18 septembre 2015
Éboulade

Depuis le retour, je m'emploie à faire sortir le caillou qui a élu domicile dans mon rein droit. Après trois semaines de médication, il est toujours là, sur le bord de l'uretère, sans basculer dans ce dernier. En cherchant à comprendre la suite des choses, je suis arrivée sur cet article qui me fait anticiper le pire en terme de douleurs. Et si le problème n'est pas réglé avant mon prochain voyage qui arrivera très vite? En attendant, je revois le spécialiste dans deux semaines et on verra bien.

Courte semaine: je ne suis revenue que depuis lundi à la fin du jour. Aujourd'hui, je suis allée à Québec pour les affaires d'éthique.
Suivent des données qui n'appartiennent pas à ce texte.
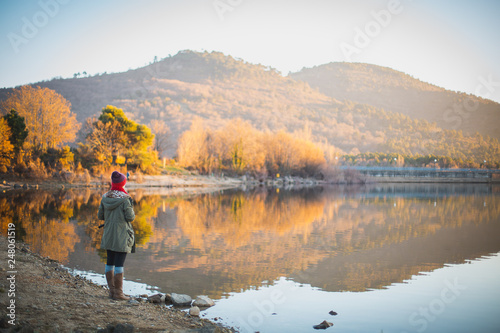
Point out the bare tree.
[151,119,171,157]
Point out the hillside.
[290,62,500,138]
[0,51,500,161]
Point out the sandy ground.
[0,236,234,333]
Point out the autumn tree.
[79,105,157,170]
[177,118,214,173]
[151,119,171,157]
[3,109,28,155]
[0,118,14,172]
[0,85,80,152]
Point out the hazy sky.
[0,0,500,102]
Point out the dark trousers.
[106,250,127,267]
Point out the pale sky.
[0,0,500,102]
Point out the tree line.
[0,86,500,178]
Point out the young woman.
[97,171,135,300]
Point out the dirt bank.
[0,235,234,333]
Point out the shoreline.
[0,235,236,333]
[0,175,500,194]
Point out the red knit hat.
[111,171,127,184]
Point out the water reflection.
[0,185,500,299]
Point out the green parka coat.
[97,191,135,253]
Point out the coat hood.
[101,191,130,210]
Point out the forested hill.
[0,51,500,161]
[290,62,500,138]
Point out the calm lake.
[0,184,500,333]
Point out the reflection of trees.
[176,192,324,246]
[0,189,500,297]
[0,191,79,263]
[0,189,160,264]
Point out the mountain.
[290,62,500,138]
[0,51,500,162]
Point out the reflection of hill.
[0,185,500,297]
[128,185,500,297]
[0,51,500,163]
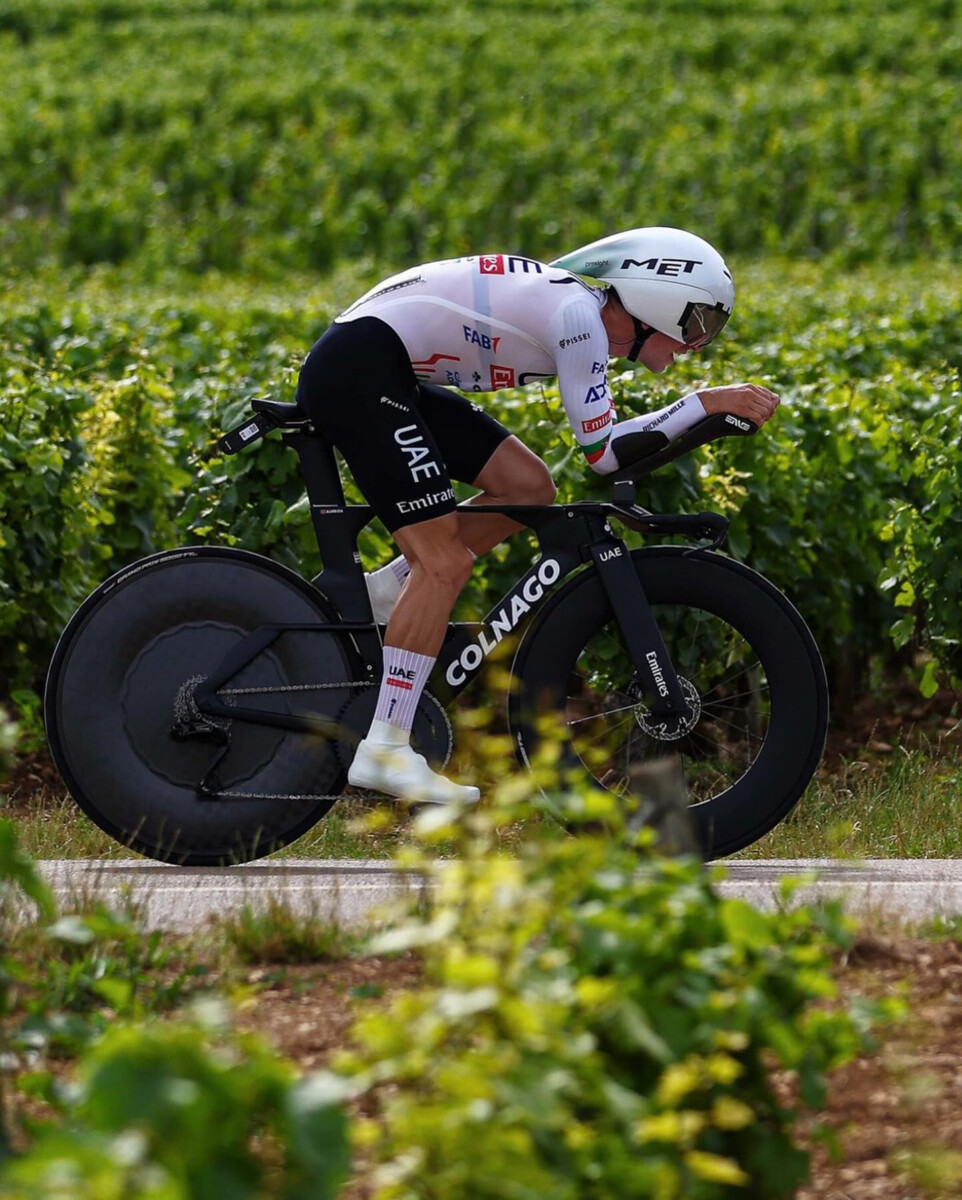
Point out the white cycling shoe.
[348,738,481,804]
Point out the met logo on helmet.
[621,258,703,275]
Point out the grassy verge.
[736,742,962,858]
[8,740,962,859]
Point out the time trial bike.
[44,398,828,866]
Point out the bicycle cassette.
[335,686,453,770]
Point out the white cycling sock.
[367,646,435,729]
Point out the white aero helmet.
[551,226,735,361]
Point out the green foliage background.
[0,0,962,707]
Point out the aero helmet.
[551,226,735,361]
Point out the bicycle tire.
[509,546,829,858]
[44,546,359,866]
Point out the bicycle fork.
[589,538,692,725]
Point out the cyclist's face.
[638,332,691,374]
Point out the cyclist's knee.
[402,524,474,596]
[524,462,558,504]
[411,540,474,598]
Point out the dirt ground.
[226,934,962,1200]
Les derniers jours furent consacrés aux urgences cléricales et à regarnir le frigo. Tout en essayant de composer le menu du souper de samedi. Je vais recevoir mes enfants et la famille d'une de mes soeurs à l'occasion de l'anniversaire de cette dernière.

Le menu sera riche, trop, en protéines, plus gourmand que gourmet mais c'est tout ce que j'ai pu trouver sans trop me casser la tête.

Éboulade d'événements et d'informations diverses, derrière des têtes et des visages, qui peuplent aussi mes nuits. Je sais, «Éboulade» n'existe pas mais il me semble plus approprié que éboulement ou bousculade. Il y a quelques années, un diariste me reprochait d'écrire comme on écrivait à l'école. Trop lisse, peu inventif.

La plume de Baricco que je viens de lire est plus que fantaisiste, tout à l'opposé de celle d'une studieuse personne, pour ne pas dire écolier. Ce dernier aurait eu très mauvaise note s'il remet un devoir écrit pareil.